Blacks with college degrees actually have less in savings and other assets than whites who dropped out of high school, new research finds. For African Americans, education doesn’t necessarily translate into entry into a higher economic class. Neither does having a great paying job.
“When you look descriptively at families, we see that education does not erase the racial wealth divide,” says Darrick Hamilton, PhD, a New School economist who produced the figures that will be in a forthcoming report. Duke University’s William Darity, Jr., PhD, and Rebecca Tippett, PhD, of University of North Carolina, also coauthored the report.
One person this rings true for is filmmaker Andre Robert Lee, 44, of New York. He learned long ago that education was indeed not the great equalizer. He chronicles this discovery in his autobiographical film Prep School Negro. Growing up as the son of a Black garment factory worker, Lee landed a scholarship at the age of 14 to attend a predominately white, elite private high school outside of Philadelphia. There, he firsthand saw how wealth was defined by race.
And even though his private school education, and then degrees from a liberal arts college and a graduate program in education, did afford him some financial stability, he realized he could probably never “catch” up with whites in terms of wealth based solely on his education.
Lee is right. There are also stark racial disparities in savings and assets, even when Blacks make more money. In fact, the median Black family earning an income in the middle fifth of all wage earners amassed slightly less accumulated wealth than the median white family who earned incomes in the bottom of fifth of earners, reports NBC News.
White householders also get more financial aid from relatives. A 2014 study from the Institute on Assets and Social Policy at Brandeis University, found that nearly half of white households received financial transfers from other family members. And the median amount of that movement of intra-family wealth amounted to a whopping $83,692. By contrast, only one tenth of Black households got money or other assets from relatives. For this the median amount was $52,240.
Additionally, whites have more inherited wealth than Blacks.
So when you include all of the various assets, white households averaged a unbelievable 13 times the wealth of Black households in 2013, according to the Pew Research Center. In 2007, the wealth gap was 10 to 1.

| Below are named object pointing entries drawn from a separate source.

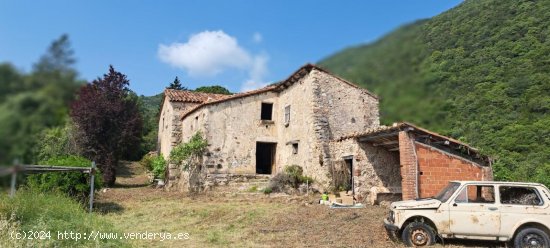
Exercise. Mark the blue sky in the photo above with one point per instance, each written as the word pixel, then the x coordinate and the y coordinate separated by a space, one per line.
pixel 237 44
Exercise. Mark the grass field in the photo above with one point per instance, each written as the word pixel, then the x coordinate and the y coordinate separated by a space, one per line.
pixel 242 220
pixel 246 219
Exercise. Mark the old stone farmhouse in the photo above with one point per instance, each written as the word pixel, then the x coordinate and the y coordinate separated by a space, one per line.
pixel 326 125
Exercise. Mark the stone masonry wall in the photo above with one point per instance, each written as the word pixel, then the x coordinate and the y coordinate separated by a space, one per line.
pixel 375 170
pixel 338 109
pixel 322 107
pixel 232 129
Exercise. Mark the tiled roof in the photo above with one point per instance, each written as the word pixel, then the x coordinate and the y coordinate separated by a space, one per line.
pixel 190 96
pixel 379 129
pixel 280 86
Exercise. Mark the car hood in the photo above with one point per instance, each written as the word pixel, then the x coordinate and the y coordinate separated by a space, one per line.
pixel 417 204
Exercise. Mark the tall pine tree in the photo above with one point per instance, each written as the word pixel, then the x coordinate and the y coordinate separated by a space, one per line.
pixel 176 85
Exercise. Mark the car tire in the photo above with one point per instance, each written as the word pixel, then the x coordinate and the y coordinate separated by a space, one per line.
pixel 532 237
pixel 418 234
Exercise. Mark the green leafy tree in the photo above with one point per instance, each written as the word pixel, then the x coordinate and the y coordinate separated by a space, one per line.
pixel 33 102
pixel 176 85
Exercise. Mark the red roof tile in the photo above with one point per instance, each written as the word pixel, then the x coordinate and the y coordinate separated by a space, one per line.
pixel 190 96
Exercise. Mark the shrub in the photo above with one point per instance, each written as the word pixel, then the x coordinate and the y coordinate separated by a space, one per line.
pixel 289 179
pixel 73 184
pixel 268 190
pixel 195 147
pixel 159 166
pixel 147 160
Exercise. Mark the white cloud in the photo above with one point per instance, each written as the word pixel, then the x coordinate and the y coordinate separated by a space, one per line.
pixel 257 37
pixel 256 74
pixel 210 53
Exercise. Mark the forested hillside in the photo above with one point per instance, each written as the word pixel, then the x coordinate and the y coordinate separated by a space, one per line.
pixel 479 72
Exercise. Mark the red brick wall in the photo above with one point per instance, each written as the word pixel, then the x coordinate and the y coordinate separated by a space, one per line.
pixel 407 161
pixel 437 168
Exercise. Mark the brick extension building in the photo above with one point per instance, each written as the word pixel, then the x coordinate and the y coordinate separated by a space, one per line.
pixel 322 123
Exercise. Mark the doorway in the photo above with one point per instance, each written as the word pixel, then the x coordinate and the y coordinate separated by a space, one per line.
pixel 265 157
pixel 349 171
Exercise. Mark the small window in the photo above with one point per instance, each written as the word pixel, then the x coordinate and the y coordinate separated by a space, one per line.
pixel 295 148
pixel 267 111
pixel 476 194
pixel 519 196
pixel 287 114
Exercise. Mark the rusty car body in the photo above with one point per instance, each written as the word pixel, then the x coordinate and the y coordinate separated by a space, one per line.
pixel 502 211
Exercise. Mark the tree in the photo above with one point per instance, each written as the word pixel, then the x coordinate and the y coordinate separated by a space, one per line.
pixel 33 102
pixel 108 119
pixel 176 85
pixel 216 89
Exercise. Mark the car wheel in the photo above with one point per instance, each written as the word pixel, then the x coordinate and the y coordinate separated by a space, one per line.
pixel 418 234
pixel 532 237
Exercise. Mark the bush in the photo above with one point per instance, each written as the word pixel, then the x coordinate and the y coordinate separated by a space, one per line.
pixel 268 190
pixel 73 184
pixel 159 166
pixel 195 147
pixel 147 161
pixel 288 180
pixel 53 213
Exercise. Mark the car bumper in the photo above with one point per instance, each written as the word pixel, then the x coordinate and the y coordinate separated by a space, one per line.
pixel 391 229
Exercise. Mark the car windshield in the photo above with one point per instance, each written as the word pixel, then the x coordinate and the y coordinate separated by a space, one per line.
pixel 447 192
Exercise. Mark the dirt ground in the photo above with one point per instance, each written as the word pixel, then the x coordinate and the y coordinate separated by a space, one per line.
pixel 241 220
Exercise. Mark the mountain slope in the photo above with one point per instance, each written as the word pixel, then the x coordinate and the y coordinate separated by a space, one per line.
pixel 480 72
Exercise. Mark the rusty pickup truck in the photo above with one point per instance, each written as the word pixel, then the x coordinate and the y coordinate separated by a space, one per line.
pixel 513 212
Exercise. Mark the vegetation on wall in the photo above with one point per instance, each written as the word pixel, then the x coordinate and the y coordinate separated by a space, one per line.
pixel 478 72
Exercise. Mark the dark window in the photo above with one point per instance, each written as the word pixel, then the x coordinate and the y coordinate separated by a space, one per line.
pixel 267 111
pixel 476 194
pixel 287 114
pixel 295 148
pixel 519 196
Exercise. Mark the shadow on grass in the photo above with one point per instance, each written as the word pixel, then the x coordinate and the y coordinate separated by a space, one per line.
pixel 108 207
pixel 131 185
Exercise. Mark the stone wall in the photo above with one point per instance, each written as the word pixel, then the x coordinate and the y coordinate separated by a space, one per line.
pixel 169 132
pixel 232 129
pixel 339 109
pixel 322 107
pixel 375 170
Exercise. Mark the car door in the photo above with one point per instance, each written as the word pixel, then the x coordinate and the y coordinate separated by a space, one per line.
pixel 475 211
pixel 519 204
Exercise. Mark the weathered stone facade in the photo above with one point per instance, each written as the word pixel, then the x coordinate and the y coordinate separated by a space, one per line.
pixel 375 170
pixel 311 119
pixel 233 127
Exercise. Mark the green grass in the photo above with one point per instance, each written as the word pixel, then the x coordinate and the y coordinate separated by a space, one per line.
pixel 52 214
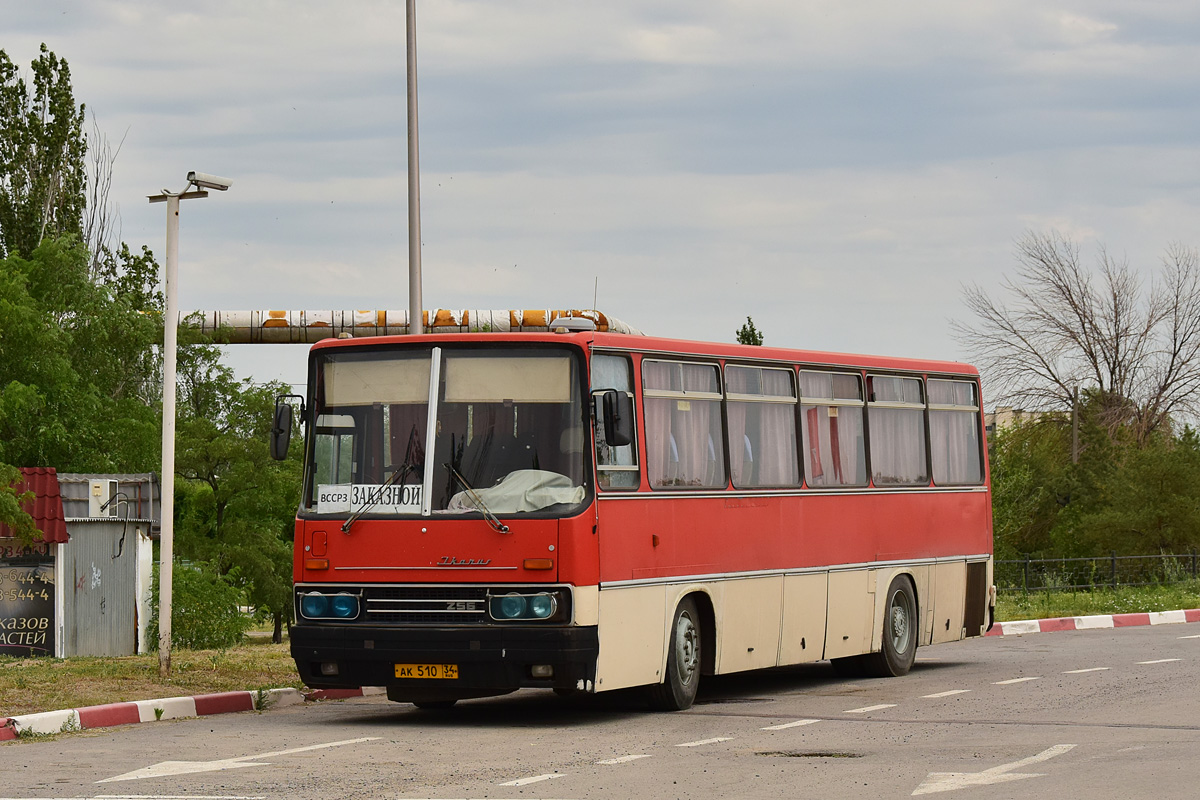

And even when Blacks attain a certain amount of wealth, their extra responsibilities, such as supporting relatives who lack retirement savings and paying off a mortgage—make it more difficult form Blacks to retain the wealth.
Unfortunately there is a limited extent to which education can actually change the relationship between wealth and race. “We tend to think that if you get a good education, you’ve got it made,” Hamilton says. “But to make it with some security, you first need wealth.”